La Banque centrale d’Algérie (BA), a ramené son taux directeur de 3,50% à 3,25%, dans le but de redonner souffle à l’investissement à partir de l’octroi de crédits coûtant moins cher, souligne Nour Meddahhi, professeur en économie et finances, dans un entretien accordé au quotidien national Liberté.
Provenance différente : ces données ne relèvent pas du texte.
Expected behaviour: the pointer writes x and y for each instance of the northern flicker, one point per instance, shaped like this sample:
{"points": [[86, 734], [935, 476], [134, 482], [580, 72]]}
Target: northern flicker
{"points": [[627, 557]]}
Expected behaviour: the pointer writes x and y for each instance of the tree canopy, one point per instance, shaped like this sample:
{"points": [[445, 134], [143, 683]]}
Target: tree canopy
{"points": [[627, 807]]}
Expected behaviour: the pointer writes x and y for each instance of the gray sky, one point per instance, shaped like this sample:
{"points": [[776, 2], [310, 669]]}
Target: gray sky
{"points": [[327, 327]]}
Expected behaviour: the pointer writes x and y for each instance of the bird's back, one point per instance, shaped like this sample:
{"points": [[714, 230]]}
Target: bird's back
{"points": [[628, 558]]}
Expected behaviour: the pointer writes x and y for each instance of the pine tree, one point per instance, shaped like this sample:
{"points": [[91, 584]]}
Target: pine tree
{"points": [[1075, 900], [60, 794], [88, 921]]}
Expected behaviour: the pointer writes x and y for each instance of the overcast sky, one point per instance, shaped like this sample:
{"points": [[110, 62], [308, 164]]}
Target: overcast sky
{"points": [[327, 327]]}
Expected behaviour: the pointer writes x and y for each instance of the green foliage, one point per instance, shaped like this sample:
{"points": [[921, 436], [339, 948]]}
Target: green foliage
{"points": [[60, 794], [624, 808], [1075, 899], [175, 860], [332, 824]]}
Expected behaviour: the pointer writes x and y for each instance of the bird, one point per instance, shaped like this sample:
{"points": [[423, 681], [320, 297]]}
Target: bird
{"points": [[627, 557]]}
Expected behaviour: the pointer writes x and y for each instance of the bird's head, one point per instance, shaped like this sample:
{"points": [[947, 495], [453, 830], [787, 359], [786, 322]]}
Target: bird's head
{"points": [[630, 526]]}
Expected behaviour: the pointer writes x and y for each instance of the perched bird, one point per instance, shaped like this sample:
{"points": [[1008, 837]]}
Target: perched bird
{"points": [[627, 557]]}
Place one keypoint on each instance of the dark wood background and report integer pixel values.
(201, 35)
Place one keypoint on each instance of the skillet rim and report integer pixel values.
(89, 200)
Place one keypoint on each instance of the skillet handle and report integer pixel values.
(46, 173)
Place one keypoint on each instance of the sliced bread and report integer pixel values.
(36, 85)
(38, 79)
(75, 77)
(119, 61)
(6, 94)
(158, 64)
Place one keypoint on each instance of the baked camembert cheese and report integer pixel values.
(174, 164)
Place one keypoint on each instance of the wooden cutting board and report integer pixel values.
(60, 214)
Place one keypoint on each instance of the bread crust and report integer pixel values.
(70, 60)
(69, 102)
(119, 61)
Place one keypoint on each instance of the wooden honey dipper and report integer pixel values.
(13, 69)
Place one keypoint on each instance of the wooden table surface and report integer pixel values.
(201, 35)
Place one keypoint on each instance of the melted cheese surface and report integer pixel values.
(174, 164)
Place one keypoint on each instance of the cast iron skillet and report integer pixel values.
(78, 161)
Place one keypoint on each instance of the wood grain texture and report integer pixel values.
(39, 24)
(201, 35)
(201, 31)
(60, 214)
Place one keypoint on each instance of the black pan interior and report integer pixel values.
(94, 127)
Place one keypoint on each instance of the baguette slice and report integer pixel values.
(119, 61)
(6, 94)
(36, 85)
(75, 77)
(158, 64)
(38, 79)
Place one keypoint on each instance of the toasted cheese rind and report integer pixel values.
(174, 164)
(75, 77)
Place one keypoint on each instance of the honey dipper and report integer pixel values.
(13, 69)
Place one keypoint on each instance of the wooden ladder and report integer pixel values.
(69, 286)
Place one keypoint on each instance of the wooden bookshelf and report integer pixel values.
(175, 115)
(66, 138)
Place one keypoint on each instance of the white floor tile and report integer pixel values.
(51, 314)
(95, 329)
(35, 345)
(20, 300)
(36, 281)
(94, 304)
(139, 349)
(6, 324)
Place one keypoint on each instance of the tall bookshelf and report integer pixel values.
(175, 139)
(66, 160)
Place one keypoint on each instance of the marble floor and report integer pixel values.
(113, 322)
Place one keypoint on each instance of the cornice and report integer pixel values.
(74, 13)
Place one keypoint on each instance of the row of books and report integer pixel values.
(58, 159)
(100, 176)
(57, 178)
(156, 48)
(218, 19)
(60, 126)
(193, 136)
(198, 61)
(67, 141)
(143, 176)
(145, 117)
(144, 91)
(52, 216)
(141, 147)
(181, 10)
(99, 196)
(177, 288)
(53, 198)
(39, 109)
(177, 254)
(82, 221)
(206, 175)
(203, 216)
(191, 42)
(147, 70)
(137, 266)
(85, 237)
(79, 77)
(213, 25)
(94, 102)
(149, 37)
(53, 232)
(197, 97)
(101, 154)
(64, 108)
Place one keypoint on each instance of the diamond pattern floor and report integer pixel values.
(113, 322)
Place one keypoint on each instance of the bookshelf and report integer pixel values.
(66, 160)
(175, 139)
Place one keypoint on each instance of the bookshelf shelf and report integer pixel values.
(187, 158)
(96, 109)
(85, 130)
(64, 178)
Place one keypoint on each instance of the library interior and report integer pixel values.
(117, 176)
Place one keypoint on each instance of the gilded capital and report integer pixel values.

En effet, le professeur précise que le taux des réserves obligatoires, de 8% ce mois-ci, doit être abaissé jusqu’à atteindre 2%, libérant par là 210 milliards de dinars que les banques seront capables de prêter. C’est pour l’instant suffisant pour soutenir le niveau de liquidité des banques souligne l’économiste qui note que la baisse devrait se poursuivre.

Suite uniquement à la chute du prix du Brent, référence pour le pétrole algérien, rappelle l’économiste, la liquidité bancaire a enregistré depuis le début de l’année 2020, une baisse de 88 milliards de dinars. En prenant en compte un prix demeurant à 30 dollars, « cette baisse de liquidités serait de 115 milliards de dinars par mois, à comparer avec les 210 libérés par la baisse de 2% du TRO », indique Meddahi.

Vars le recours à la planche à billet, pour cet été ?

Une vision optimiste prévoyant une moyenne annuelle de 40$ le baril, signifie  « une baisse de 3,5 milliards de dollars de la fiscalité pétrolière et 9,6 milliards de dollars des réserves de changes par rapport aux prévisions de la LF 2020. ». A cet égard, le professeur pense « que l’asphyxie du système bancaire se fera au cours de l’été si les paramètres évoqués restent stables », indique-t-il notant que pareille estimation ne prend pas en considération deux incertitudes primordiales.  

La première incertitude est relative aux prêts des banques au secteur privé qui s’élevaient à 5 200 milliards en mars 2019. Ce montant représente ainsi, en dépassant de loin les 3 à 5% qu’on constate dans un système bancaire normal, « près du quart des crédits au secteur privé ». L’intervention du Trésor est probablement nécessaire pour effectuer la recapitalisation de ces banques. La seconde est au sujet du « problème soulevé par le Premier ministre qui a indiqué que des engagements pris en 2019 à hauteur de 1 000 milliards n’ont pas de financement ».

En dépit du discours officiel prédominant jusqu’à présent, d’ici un laps de temps pas très long, probablement l’été qui est à nos portes, présage le professeur, le recours à la planche à billets se révélera inévitable. Un camouflage de la démarche, à travers le prêt de l’argent au Trésor par les banques publiques qui seront refinancées par la BA « dans le cadre d’une opération de réescompte, avec une décote faible » ou égale à zéro, n’est pas à écarter selon le même avis.